Firstlife (Everlife, #1)

He spoke as if this were some disloyalty of hers, the vanity of an aging professional Paris beauty once again betraying the nation like the rest by accepting the aid of any patron who would pay, even a foreign enemy. Talk at the table roundly scorned her for associating with a Prussian prince, as if she owed France any loyalty, having once seduced its Emperor.

I experienced a strange shock on hearing this—I’d nearly believed the connection between the Prince and the Comtesse was my own invention. I remembered well how the crowd that day had looked on her in awe, not hatred, as they’d parted for her. How easily that awe had turned her into the dinner party joke she was to them that night.

Next, another guest told a story of the Prince. Some years after the fall of the Empire, he’d found himself at the same hotel as Eugénie, and as she had entertained him at court, he sent her flowers—She left the hotel at once! Can you imagine? He was part of the army that had turned her out of Paris and he sent her flowers.

None spoke of how Parisians, not Germans, had chased Eugénie from the Tuileries.

A line drew itself in the air that day between the end of the Emperor’s affair with the Comtesse and her entrance into the Paris World Expo on the arm of the Prince, extending all the way to Eugénie’s fleeing the Prince’s flowers in her hotel. But as I pondered my possible antagonists, I saw now I had not drawn the line all the way to me.

Much of Paris mocked the Comtesse as her beauty faded, yet she lived in an apartment on the Place Vend?me, and Eugénie was in exile in London. So many of those who had lost to her before had done so because they believed her beauty was her only power, but I knew better.

As I tried to think of why she would involve herself with me again after all this time, I thought back to her at the time I’d met her. She was in the first year of her mourning, the free woman any widow was, her mission in Paris now entirely her own.
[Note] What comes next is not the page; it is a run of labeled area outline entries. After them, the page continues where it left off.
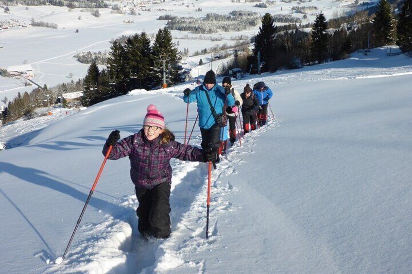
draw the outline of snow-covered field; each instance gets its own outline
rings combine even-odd
[[[264,81],[276,119],[237,142],[213,172],[209,239],[206,164],[173,161],[172,234],[147,242],[129,160],[109,161],[61,264],[109,133],[136,132],[154,103],[183,142],[182,91],[193,86],[131,93],[41,129],[26,121],[16,136],[4,132],[17,125],[0,128],[0,141],[27,139],[0,152],[1,272],[410,273],[412,60],[378,48],[234,81],[241,90]],[[193,136],[199,145],[197,126]]]
[[[228,14],[233,10],[246,10],[260,13],[262,15],[269,12],[272,14],[291,15],[302,18],[303,14],[293,12],[291,10],[293,6],[317,7],[317,11],[309,13],[308,19],[303,20],[303,23],[306,23],[312,21],[321,10],[327,18],[348,11],[350,5],[355,1],[319,0],[299,3],[276,1],[275,5],[268,8],[255,7],[255,2],[237,3],[231,0],[188,0],[183,5],[183,2],[177,0],[167,0],[160,3],[155,1],[124,1],[120,4],[124,7],[126,14],[112,14],[110,9],[100,9],[101,15],[99,17],[93,16],[90,12],[82,12],[81,9],[69,10],[66,7],[51,6],[11,6],[10,14],[0,13],[0,21],[14,19],[29,25],[33,18],[36,22],[56,24],[58,28],[54,29],[29,26],[0,30],[0,46],[3,46],[0,47],[0,68],[23,64],[31,66],[33,71],[30,73],[34,75],[32,79],[34,81],[41,86],[46,84],[52,87],[85,77],[88,65],[77,62],[73,57],[75,54],[89,51],[109,51],[109,41],[122,35],[140,33],[143,31],[154,35],[167,23],[165,20],[156,20],[162,15],[199,17],[210,13]],[[131,15],[130,9],[136,6],[140,7],[136,11],[137,15]],[[149,9],[151,11],[148,11]],[[198,9],[201,9],[201,11],[195,11]],[[236,41],[228,40],[230,37],[240,35],[251,37],[257,33],[259,26],[260,24],[242,32],[201,35],[204,38],[219,38],[221,39],[219,41],[198,39],[201,34],[187,32],[172,31],[172,33],[174,38],[173,42],[178,44],[178,48],[182,52],[184,48],[188,48],[191,54],[195,51],[216,45],[234,44]],[[79,30],[78,32],[75,32],[76,30]],[[183,39],[186,36],[194,39]],[[201,58],[204,62],[210,59],[210,56],[207,54],[190,58],[188,63],[193,63],[189,66],[194,67]],[[208,67],[210,68],[209,64],[194,68],[192,76],[204,75],[205,70]],[[0,77],[0,99],[6,97],[9,100],[12,100],[18,92],[23,94],[36,87],[34,85],[25,86],[26,82],[24,79]],[[3,103],[0,102],[0,104]]]

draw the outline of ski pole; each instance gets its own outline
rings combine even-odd
[[[186,132],[188,129],[188,116],[189,113],[189,101],[188,100],[187,106],[186,107],[186,123],[185,125],[185,142],[184,145],[186,145]]]
[[[189,142],[190,141],[190,137],[192,136],[192,133],[193,133],[193,129],[194,129],[194,126],[196,126],[196,122],[197,122],[197,118],[199,117],[199,113],[197,113],[197,116],[196,116],[196,120],[194,120],[194,124],[193,124],[193,127],[192,128],[192,131],[190,131],[190,135],[189,135],[189,139],[188,140],[188,144],[186,145],[189,144]]]
[[[225,91],[225,92],[226,92]],[[223,105],[223,112],[222,113],[222,114],[223,115],[226,115],[226,107],[227,105],[227,95],[226,94],[226,98],[224,99],[224,105]],[[227,117],[226,117],[226,119],[224,120],[224,123],[223,123],[223,127],[222,127],[222,138],[221,138],[221,139],[220,139],[221,140],[220,147],[222,149],[223,149],[223,136],[224,136],[224,134],[223,134],[223,133],[224,133],[224,127],[226,126],[226,122],[227,121]]]
[[[99,173],[97,174],[97,176],[96,177],[96,179],[94,180],[94,183],[93,184],[93,186],[90,189],[90,193],[89,193],[88,197],[87,197],[87,199],[86,200],[86,202],[85,204],[85,206],[83,207],[83,210],[82,210],[82,213],[80,214],[80,217],[79,217],[79,220],[77,220],[77,223],[76,224],[76,226],[74,227],[74,230],[73,231],[73,233],[71,234],[71,237],[70,237],[70,240],[69,241],[69,243],[67,244],[67,247],[66,248],[66,250],[65,250],[65,253],[63,254],[63,257],[61,259],[61,261],[63,261],[65,257],[66,257],[66,255],[67,254],[67,252],[69,250],[69,248],[70,247],[70,244],[71,243],[71,241],[73,240],[73,238],[74,237],[74,234],[76,233],[76,231],[77,230],[77,227],[79,227],[79,225],[80,224],[80,222],[82,221],[82,218],[83,217],[83,214],[85,213],[85,211],[86,210],[86,208],[87,206],[87,205],[89,203],[89,201],[90,201],[90,198],[91,197],[91,195],[93,194],[93,192],[94,191],[94,189],[96,188],[96,186],[97,184],[97,181],[99,181],[99,179],[100,177],[100,175],[102,174],[102,172],[103,171],[103,168],[104,167],[104,165],[106,163],[106,161],[107,161],[107,158],[109,158],[109,155],[110,154],[110,151],[112,151],[112,148],[113,148],[113,146],[110,145],[109,146],[109,149],[107,150],[107,152],[106,153],[106,156],[104,157],[104,160],[103,160],[103,162],[102,164],[102,166],[100,167],[100,169],[99,170]]]
[[[238,109],[238,115],[239,116],[239,124],[240,127],[241,127],[241,129],[240,129],[240,131],[242,132],[242,138],[244,139],[244,133],[243,133],[243,125],[242,125],[242,120],[240,120],[240,112],[239,111],[239,109]]]
[[[273,120],[275,120],[275,115],[273,114],[273,112],[272,111],[272,107],[270,106],[270,104],[269,104],[269,101],[268,101],[268,105],[269,106],[269,108],[271,110],[271,112],[272,113],[272,115],[273,116]]]
[[[209,238],[209,208],[210,207],[210,181],[212,175],[212,161],[209,161],[209,167],[208,169],[209,174],[207,177],[207,199],[206,202],[207,208],[206,213],[206,239]]]
[[[239,110],[238,110],[239,111]],[[240,119],[240,117],[239,117]],[[242,146],[242,140],[240,140],[241,138],[240,138],[240,131],[239,130],[239,126],[238,126],[238,120],[236,119],[236,114],[235,114],[235,122],[236,123],[236,129],[238,130],[238,139],[239,139],[239,144],[240,145],[240,146]]]
[[[259,118],[258,117],[258,113],[255,112],[255,113],[256,114],[256,121],[257,122],[257,124],[258,124],[258,127],[260,129],[260,121],[259,121]]]

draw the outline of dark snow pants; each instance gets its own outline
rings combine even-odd
[[[229,120],[229,137],[230,142],[233,143],[236,141],[236,116],[227,115]]]
[[[171,182],[165,182],[152,189],[136,188],[137,229],[143,236],[166,238],[170,235],[170,186]]]
[[[259,118],[259,124],[263,126],[266,123],[266,119],[268,118],[268,104],[260,105],[260,109],[258,113]]]
[[[202,134],[202,148],[206,149],[209,148],[209,144],[211,144],[214,148],[217,150],[221,146],[220,139],[221,127],[217,124],[215,124],[210,129],[200,128],[200,133]]]
[[[245,133],[248,133],[251,129],[254,130],[256,129],[256,117],[258,114],[254,110],[242,113],[243,118],[243,125]],[[249,123],[250,123],[250,128]]]

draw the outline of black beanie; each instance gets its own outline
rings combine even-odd
[[[215,76],[215,73],[213,70],[209,70],[206,73],[206,75],[205,76],[205,80],[203,82],[205,84],[216,84],[216,78]]]
[[[222,81],[222,84],[223,84],[224,83],[226,83],[226,84],[229,85],[231,85],[232,79],[231,79],[230,77],[229,77],[229,76],[226,76],[226,77],[223,79],[223,81]]]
I remembered how she sat and told her stories to me, luxuriating in the victories of her past, preparing to pose for more of those portraits, angry at the glory she believed denied her but rightfully hers. As I remembered those stories, I understood I was mistaken to think my value to her was based entirely on my affair with the Empress’s lover. With the Empire gone, another picture came into view.

On the day I returned from Compiègne, when she discovered the mute girl she’d told her stories to could speak.

A last game of hers, then. What better as a message than to write a role for me in which I ended as a mute again.

And so, sure the Comtesse was my antagonist, I pushed my way into her rooms.



The day the policeman sent me away from my vigil outside the Comtesse’s apartment on the Place Vend?me, I first left in the direction I’d seen her girl take, thinking to myself that I could wait there until she passed and try to bribe her into letting me in. I tried to guess as I walked where she might stop to do the shopping and what she would take as a price.

A girl, as I well know, is the key to a household. A maid is often her lady’s only true confidante. Whatever it is you need you can often get from her, but she must be vulnerable to bribes or flattery. Or threats.

I was sure she was lonely working for the Comtesse. I knew there were likely no great pleasures and little gratitude. But then I passed the window of a new atelier and paused, examining the display.

I knew her well enough to also know she would never let her dressmaker go. No woman would.

As I also knew this meant her dressmaker was my dressmaker.

I let her girl pass on. There was no more need to follow her. I knew I could pick my moment later.

I already had an appointment with Félix, and it was time to begin the dresses owed me from what I had come to call the Dukes’ Bargain. I went to him looking for the opening I was sure was there.



That first morning, as Félix moved among the dress forms, the muslin shapes were like a garden of the days ahead.

There is, he said, a new silhouette.

I’d made him promise no copies, but sly one that he was, he would have me debut a new silhouette. This he could reproduce innocently, and I could not forbid it.

There were to be crinolines that began at the thigh, not the waist. The fit was tight; the hip, more natural. There was already a new, looser sort of corset to the relief of a number of women, the dismay of others. He pulled drawings out.

Will you debut the silhouette? he asked. A formality, for he knew I would.

He did not look up as he said this. I held a cup of tea and traced its warm porcelain sides.